Dans la tradition néoclassique, l’entreprise est considérée comme un acteur individuel qui met en œuvre des critères de décision qui lui sont spécifiques. Rompant avec cette approche, la théorie de l’agence traite la firme comme une « fiction légale » qui sert de point focal à un processus organisationnel complexe où se confrontent des logiques parfois différentes et même conflictuelles. L’entreprise est alors assimilée à un nœud de contrats (Alchian et Demsetz, 1972, Demsetz et Meckling, 1976).

Son comportement est aussi comparable à celui d’un marché puisqu’il est souvent le résultat d’un processus d’arbitrage entre les intérêts des différents parties 31 . Devant cette réalité, la théorie de l’agence vise à identifier toutes les situations de conflits potentiels en vue de proposer des contrats incitatifs susceptibles d’assurer un fonctionnement « optimal » de la firme. La neutralité des modes de financement énoncée par Modigliani- Miller signifie implicitement la neutralité du pouvoir de décision des managers 32 . Cette hypothèse suppose qu’ils aient un comportement passif et ignore donc la «latitude managériale » (Charreaux, 1996).
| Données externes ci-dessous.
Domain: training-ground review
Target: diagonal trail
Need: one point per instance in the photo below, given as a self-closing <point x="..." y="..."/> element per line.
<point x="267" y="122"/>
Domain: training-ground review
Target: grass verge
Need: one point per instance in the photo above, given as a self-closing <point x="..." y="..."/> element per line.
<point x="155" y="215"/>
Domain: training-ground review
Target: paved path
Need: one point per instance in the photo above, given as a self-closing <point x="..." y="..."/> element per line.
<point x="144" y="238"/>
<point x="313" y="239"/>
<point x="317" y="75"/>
Or dans ce nœud de contrats qu’est la firme, la répartition des ressources dépend d’une autorité, en l’occurrence le manager, qui se substitue à la coordination par le prix.
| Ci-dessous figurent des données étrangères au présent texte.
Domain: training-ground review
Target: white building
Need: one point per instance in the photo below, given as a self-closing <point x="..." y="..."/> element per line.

Le second aspect, à travers lequel la théorie de l’agence montre le rôle central des managers, réside dans la délégation de pouvoir dont ils bénéficient. Conformément aux définitions de Ross (1973) et de Jensen et Meckling (1976). Cette délégation de pouvoir est caractéristique des relations d’agence. Le principal (ou le mandant) et l’agent (le mandataire) ont des fonctions d’utilité distinctes qu’ils souhaitent maximiser. De ce fait, leurs objectifs ne sont pas nécessairement convergents.
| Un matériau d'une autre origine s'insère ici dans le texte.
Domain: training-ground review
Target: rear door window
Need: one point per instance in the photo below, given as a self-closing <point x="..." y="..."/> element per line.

La divergence des objectifs et des fonctions d’utilité du principal et de l’agent est une source de conflits latents au sein de la firme 33 . L’incertitude qui subsiste en raison de l’imperfection de l’information sur les états de la nature et sur l’action de l’agent est alors susceptible de transformer ces conflits latents en conflits réels. Ces conflits sont la cause de coûts d’agence, qui sont d’autant plus élevés que l’asymétrie d’information est importante. Dès lors, les décisions de l’agent et notamment sa stratégie financière ne sont pas neutres sur la valorisation de la firme. Mieux, l’intégration de ces conflits d’agence devient un impératif majeur dans l’élaboration de la politique de la firme.

Notes
31.

Qu’on désigne dans la littérature financière par stakeholder.

32.

Ou du moins la neutralité des stratégies financières par rapport à la valorisation de la firme.

33.

Le conflit le plus connu est celui qui oppose les actionnaires aux managers. Mais, il existe également des problèmes d’agence entre les dirigeants actionnaires et les créanciers, ceux –ci endossant à l’occasion la qualité d’agents.